Une maladie traitée par le monde social
En général, la prise en charge d’une maladie est organisée par les acteurs du monde de la santé (sécurité sociale, hôpital, médecins, etc.). Dans le cadre de la maladie d’Alzheimer, le médecin ne voit le malade que très ponctuellement après le diagnostic. Ce sont les proches qui s’occupent du malade au quotidien, et ce groupe d’aidants doit s’adresser aux travailleurs sociaux ou encore au département pour recevoir de l’aide.

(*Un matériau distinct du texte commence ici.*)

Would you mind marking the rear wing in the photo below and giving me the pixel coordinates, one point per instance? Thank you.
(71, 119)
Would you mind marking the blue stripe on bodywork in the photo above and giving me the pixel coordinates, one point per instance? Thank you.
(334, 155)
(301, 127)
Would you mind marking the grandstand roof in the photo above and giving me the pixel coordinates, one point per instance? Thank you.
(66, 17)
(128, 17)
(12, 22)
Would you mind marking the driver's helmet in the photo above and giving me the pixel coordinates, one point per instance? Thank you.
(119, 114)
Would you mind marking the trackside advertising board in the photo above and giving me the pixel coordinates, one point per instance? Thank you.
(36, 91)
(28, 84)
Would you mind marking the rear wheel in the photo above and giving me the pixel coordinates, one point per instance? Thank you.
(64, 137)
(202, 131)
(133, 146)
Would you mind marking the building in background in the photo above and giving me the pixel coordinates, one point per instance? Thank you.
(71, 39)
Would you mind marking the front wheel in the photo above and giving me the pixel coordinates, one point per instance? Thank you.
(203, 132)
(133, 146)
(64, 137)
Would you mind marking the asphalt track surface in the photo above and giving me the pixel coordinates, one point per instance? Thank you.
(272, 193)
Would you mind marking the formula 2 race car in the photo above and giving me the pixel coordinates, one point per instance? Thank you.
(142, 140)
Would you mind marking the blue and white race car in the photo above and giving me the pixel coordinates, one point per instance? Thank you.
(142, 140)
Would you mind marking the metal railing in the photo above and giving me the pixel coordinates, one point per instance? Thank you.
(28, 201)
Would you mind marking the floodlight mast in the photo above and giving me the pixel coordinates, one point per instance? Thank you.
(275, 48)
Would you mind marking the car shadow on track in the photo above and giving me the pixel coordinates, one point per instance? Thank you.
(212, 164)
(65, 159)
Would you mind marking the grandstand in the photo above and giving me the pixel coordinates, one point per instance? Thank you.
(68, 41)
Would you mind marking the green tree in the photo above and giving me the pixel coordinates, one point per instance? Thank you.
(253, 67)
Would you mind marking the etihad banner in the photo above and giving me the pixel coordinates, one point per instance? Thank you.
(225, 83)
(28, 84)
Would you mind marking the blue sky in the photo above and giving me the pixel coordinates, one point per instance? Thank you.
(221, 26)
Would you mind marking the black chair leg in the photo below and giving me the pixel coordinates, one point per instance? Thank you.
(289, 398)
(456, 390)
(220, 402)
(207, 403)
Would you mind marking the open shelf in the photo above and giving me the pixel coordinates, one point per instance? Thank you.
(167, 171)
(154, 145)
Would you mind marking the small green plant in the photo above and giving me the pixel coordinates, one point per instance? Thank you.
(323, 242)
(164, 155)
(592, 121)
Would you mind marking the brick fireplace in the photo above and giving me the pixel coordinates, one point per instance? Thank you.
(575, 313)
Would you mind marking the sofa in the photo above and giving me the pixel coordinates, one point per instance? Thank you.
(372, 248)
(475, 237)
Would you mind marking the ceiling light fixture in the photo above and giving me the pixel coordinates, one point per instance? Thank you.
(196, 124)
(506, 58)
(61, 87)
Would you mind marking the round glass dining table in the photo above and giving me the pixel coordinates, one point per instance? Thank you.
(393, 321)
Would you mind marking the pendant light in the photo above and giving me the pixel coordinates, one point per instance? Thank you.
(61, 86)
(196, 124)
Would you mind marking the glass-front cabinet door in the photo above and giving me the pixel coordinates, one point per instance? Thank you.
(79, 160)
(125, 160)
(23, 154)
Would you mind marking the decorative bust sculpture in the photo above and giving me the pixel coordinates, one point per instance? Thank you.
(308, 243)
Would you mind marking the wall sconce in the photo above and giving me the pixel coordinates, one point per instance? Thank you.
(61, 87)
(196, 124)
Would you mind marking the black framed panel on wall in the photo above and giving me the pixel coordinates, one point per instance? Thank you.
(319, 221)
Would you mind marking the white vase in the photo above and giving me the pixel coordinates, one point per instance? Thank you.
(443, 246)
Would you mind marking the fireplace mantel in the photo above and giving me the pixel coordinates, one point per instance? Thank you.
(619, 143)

Les difficultés du diagnostic
Accéder au diagnostic est souvent très long : plusieurs mois d’attente sont nécessaires avant de pouvoir accéder à un cycle de consultations mémoire ou de pouvoir rencontrer un neurologue. Qui plus est, cette longue attente commence parfois tardivement, les personnes atteintes de troubles pouvant refuser d’envisager la possibilité d’être malades. L’annonce du diagnostic, difficile à recevoir, peut également être un soulagement, car on connaît alors l’origine des troubles du proche.
Résister à la perte
Gloria Frisone rapporte qu’un malade d’Alzheimer craint de perdre le souvenir de ses proches, et ses proches craignent d’être oubliés.
La perte de mémoire n’est pas seulement une perte, mais aussi une reconfiguration relationnelle : même si les souvenirs s’effacent et se mélangent, le caractère significatif des relations demeure et les relations en elles-mêmes sont réinventées et perdurent sous d’autres formes.
Denise Lauprêtre explique que lors des formations données par France Alzheimer, le sujet de la perte des souvenirs des proches par le malade et la reconfiguration des relations significatives est une préoccupation centrale.
La reconstruction des relations entre le patient et ses aidants prend du temps et nécessite parfois de faire face à l’irruption de souvenirs très anciens, qui mènent le malade à vivre dans une période passée.